Data centers should pay the cost of their grid connections—but instead, they’re passing those expenses to you.
That’s the clear takeaway from my study of data center transmission costs from earlier this fall. My examination of utility filings showed costs shifted by local utilities to consumers in 2024 was at least $4.3 billion in just seven states (and $3 billion more in 2025) within the territory of PJM, the grid operator for the Mid-Atlantic (you can read the full policy paper here). In the weeks since, a consensus emerged that a review and reform of this practice is due.
A moment of consensus
Late last week, the US Secretary of Energy pushed for the Federal Energy Regulatory Commission (FERC) to begin a rulemaking regarding connection of large loads. That led FERC to initiate a rulemaking process the next day, the first formal steps to adopt rules requiring data centers pay their grid expansion costs. The US Secretary of Energy recognizes that pushing costs from data centers onto the bills of other consumers is a widespread and continuing problem. Prior to my report, these costs were a footnote in advocacy efforts. Now, the Secretary of Energy has put the solution on a fast track.
With the actions last week by Republican appointees, this appears to be a rare example of a bipartisan policy. Past statements by members of Congress and multiple public opinion polls show this is a widely held position.
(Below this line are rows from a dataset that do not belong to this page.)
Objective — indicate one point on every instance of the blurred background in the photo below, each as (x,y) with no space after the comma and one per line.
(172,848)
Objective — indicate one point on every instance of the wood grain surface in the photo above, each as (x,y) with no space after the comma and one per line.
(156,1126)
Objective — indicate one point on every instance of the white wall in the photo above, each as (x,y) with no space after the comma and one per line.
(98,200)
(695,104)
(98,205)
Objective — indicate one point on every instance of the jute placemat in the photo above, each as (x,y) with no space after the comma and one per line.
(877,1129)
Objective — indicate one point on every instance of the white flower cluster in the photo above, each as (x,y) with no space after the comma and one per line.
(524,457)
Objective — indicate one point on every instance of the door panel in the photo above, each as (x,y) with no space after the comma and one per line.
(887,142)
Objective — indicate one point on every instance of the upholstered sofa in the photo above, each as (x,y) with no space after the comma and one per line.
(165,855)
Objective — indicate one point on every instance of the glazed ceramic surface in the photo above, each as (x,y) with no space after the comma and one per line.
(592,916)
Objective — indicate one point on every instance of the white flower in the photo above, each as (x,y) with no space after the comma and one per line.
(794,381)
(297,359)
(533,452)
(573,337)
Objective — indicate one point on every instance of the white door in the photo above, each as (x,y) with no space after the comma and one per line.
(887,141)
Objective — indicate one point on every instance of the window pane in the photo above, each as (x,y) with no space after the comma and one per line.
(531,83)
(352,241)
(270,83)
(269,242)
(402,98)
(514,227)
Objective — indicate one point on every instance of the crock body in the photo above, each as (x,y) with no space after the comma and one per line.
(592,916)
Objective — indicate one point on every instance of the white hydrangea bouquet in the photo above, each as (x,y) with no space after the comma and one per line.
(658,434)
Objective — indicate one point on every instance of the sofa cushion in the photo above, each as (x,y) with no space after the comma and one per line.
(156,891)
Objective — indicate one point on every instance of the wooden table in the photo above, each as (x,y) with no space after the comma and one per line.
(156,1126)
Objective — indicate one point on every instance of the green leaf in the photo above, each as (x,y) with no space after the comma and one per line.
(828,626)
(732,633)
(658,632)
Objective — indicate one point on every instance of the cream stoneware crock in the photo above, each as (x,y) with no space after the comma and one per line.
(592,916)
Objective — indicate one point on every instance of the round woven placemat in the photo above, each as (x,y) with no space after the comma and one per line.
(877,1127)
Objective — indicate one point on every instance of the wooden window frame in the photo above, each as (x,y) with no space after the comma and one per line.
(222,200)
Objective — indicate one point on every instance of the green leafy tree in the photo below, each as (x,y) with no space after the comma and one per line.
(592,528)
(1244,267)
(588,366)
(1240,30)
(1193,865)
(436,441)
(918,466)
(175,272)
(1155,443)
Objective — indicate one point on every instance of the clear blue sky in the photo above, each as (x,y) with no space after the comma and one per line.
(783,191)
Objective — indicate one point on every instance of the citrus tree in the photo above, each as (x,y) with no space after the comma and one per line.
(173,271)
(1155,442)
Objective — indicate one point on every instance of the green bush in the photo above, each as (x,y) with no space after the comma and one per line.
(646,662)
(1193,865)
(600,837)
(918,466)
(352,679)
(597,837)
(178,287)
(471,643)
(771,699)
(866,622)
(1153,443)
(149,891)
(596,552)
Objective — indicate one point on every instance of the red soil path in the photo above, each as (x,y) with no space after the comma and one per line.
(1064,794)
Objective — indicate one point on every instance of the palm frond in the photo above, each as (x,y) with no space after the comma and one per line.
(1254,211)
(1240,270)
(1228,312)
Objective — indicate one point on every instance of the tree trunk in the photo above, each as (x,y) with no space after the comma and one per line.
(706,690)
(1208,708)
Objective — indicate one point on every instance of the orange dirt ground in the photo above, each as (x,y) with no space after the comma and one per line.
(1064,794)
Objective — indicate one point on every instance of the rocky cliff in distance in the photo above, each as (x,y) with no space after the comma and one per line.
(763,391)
For consumers, this part of the proposed rule change comes as welcome news. But this initiative also contains ideas that are not so consumer-friendly, such as changes to boost building gas-burning powerplants which will raise consumer costs and lead to more unhealthy carbon pollution. (And as a reminder, over two thirds of the country prefers renewable alternatives over increasing fossil fuel sources.)
Action is needed from FERC, as more data centers are coming and their transmission-connection costs will only grow beyond the billions of what I initially reported. Preliminary information shows $3 billion more in data center connection costs have made it through the first half of the process described in the earlier blog. And this is just a slice of the pie: many other states are seeing data center construction, but their respective utility cost shifts are obscured.
State regulators are responding to reform suggestions from utilities at the same time that some of these issues need attention from FERC. UCS is active in cases in Illinois and Pennsylvania as data center policy is unfolding rapidly. Without some standards, that unfolding could lead to unraveling, with costs and reliability as collateral damage.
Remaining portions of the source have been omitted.